I have an alias in bashrc called upgrade. It runs reflector looking for the fastest of the newest 10 near me. Then it upgrades the keyring, then yay -syu and then paccache -r.
I have the journal limited to 100mb so I don’t ever bother cleaning house on that.
I probably don’t review pacman logs as often as I should, but stuff rarely breaks and is normally pretty easy for me to figure out what when it does.
So I have a note written down that says “keyring” It’s unclear to me if that’s something I should do regularly, or just if I have a problem. If I’m not mistaken, it is possible for a package to need the updated keyring even if you do pacman -Syu regularly. But I also think it just pitches an error on that package, which will fail to update. Then you can just update the keyring, then rerun pacman -Syu and everything will be fine?
The archlinux-keyring package holds they gpg signatures used for signing the packages and if you go too long between upgrades it’s possible you won’t have a signature or an outdated one and a normal -syu will fail because of it.
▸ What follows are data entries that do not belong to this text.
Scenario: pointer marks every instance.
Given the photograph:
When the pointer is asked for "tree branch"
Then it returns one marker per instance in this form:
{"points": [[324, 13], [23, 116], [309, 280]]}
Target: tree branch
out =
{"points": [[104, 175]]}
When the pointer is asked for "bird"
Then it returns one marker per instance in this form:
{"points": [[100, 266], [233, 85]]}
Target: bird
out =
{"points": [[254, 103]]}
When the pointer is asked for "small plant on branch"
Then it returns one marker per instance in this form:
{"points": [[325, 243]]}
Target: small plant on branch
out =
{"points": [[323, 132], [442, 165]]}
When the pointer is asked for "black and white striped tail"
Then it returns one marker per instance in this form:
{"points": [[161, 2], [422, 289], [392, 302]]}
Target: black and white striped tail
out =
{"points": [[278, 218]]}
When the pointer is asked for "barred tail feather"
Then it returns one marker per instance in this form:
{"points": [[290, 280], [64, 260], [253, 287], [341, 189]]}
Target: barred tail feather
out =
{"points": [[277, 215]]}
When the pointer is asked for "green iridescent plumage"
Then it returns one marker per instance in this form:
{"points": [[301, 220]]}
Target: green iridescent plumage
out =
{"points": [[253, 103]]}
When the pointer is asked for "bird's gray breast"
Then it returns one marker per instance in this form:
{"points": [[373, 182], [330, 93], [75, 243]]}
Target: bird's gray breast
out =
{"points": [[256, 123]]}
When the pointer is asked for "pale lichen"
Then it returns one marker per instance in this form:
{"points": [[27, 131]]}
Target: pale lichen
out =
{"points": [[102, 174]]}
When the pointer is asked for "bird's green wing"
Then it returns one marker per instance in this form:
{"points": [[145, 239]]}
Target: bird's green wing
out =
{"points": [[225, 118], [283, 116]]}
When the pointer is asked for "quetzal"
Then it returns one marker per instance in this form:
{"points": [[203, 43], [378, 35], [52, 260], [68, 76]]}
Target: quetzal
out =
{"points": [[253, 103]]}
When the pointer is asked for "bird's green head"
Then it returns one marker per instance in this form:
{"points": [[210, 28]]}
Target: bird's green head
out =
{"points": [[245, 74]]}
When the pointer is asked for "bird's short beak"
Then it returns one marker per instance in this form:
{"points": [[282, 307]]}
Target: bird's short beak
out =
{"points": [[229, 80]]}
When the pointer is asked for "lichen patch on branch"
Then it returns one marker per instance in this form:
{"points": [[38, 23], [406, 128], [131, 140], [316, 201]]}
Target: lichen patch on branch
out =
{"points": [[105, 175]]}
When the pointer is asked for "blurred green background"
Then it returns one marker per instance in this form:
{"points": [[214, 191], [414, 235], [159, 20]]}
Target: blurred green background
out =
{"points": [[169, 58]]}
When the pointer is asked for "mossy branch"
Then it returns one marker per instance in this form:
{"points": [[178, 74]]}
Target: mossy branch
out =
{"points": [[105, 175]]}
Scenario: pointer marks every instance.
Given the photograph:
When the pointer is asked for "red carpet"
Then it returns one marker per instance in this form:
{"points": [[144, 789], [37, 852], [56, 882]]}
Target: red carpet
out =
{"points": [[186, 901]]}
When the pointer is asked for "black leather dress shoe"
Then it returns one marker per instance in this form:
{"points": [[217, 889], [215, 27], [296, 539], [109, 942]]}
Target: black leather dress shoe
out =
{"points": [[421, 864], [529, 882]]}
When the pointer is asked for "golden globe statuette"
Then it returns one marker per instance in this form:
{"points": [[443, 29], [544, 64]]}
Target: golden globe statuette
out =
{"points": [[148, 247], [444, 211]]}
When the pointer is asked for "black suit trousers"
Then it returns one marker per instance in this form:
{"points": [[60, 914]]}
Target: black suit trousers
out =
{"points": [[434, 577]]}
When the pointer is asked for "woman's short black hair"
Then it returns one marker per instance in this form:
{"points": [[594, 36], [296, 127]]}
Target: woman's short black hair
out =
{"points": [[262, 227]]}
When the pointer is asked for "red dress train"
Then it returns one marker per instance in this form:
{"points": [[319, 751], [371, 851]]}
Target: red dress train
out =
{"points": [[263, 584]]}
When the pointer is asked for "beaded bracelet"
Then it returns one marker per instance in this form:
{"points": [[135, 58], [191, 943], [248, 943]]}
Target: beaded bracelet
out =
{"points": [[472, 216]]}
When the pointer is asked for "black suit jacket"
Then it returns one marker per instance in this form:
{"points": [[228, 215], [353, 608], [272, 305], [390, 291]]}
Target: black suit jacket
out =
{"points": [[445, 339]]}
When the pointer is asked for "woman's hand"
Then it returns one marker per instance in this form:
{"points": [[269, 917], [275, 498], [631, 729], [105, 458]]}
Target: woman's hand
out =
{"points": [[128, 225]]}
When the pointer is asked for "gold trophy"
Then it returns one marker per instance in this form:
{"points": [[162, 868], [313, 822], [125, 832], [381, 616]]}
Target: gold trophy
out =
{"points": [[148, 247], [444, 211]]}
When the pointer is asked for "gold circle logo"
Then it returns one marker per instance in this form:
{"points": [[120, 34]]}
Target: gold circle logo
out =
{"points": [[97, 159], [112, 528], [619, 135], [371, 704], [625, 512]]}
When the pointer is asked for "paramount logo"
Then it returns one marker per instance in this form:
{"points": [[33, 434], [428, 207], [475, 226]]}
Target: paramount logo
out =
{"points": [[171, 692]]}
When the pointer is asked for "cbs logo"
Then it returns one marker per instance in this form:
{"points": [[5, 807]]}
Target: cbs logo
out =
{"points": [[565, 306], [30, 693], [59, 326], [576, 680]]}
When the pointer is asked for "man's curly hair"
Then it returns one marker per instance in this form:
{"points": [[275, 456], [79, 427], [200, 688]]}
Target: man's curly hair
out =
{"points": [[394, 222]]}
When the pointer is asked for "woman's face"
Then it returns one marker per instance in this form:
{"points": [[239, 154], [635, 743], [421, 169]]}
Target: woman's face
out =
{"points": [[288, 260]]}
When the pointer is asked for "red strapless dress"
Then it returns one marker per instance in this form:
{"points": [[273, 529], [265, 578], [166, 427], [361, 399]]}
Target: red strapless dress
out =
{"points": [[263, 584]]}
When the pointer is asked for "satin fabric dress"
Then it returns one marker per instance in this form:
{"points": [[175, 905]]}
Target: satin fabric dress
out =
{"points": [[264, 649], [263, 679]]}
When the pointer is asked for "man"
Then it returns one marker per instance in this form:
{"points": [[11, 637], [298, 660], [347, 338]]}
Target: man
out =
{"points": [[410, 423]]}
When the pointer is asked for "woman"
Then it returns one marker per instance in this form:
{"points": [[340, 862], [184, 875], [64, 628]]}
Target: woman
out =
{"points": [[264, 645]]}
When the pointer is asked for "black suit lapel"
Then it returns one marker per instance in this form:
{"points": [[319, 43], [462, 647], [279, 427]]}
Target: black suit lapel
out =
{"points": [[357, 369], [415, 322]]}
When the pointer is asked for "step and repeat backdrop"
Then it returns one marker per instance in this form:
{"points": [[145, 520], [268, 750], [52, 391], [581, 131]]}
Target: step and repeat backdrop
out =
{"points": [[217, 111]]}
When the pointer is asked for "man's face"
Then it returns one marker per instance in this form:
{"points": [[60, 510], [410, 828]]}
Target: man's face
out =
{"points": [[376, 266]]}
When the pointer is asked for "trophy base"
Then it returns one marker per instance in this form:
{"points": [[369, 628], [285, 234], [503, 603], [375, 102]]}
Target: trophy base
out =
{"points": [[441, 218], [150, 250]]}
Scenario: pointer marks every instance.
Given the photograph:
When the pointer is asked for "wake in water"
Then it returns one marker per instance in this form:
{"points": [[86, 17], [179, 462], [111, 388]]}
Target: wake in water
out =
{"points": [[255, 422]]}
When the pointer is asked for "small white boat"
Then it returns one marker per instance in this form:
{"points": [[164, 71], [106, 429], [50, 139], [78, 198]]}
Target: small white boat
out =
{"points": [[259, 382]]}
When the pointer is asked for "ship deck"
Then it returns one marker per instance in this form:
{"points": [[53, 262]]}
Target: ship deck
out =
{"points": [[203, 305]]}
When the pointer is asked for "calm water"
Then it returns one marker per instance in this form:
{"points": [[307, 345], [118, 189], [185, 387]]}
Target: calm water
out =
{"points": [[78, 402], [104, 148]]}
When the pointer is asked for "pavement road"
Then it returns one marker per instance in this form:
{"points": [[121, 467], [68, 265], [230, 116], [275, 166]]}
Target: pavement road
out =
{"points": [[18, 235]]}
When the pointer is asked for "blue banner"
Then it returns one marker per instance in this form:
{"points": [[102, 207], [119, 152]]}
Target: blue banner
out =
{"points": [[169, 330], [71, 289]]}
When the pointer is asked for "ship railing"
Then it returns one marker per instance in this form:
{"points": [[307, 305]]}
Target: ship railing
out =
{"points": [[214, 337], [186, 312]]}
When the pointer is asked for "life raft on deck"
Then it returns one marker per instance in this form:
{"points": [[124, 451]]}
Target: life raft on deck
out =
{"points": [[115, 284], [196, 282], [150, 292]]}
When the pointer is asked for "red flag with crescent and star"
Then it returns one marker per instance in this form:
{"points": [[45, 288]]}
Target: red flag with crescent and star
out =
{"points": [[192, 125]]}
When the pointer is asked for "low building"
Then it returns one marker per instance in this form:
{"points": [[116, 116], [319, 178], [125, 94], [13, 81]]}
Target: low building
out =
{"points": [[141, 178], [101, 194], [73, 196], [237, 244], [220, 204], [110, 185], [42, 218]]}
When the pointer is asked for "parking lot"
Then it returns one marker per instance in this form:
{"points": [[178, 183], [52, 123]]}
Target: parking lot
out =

So I just upgrade keyring first and it gets ahead of that issue.
On hardware that I don't update often, the problem happens to me and this is the route I normally use. What I'm wondering is why the Arch guys don't implement this "automatically"... for example if the keyring is in the packages to be updated, we update it first and then the rest of the packages.
Probably boils down to the arch ethos of K.I.S.S. not making too many decisions for you.
@Shortbus
Yes it is true it may be for this reason.
Although honestly as a "shortcut" it could be convenient for many people who find themselves in a panic when they see this problem for the first time. Furthermore, adopting this behavior does not seem to me to go against the K.I.S.S.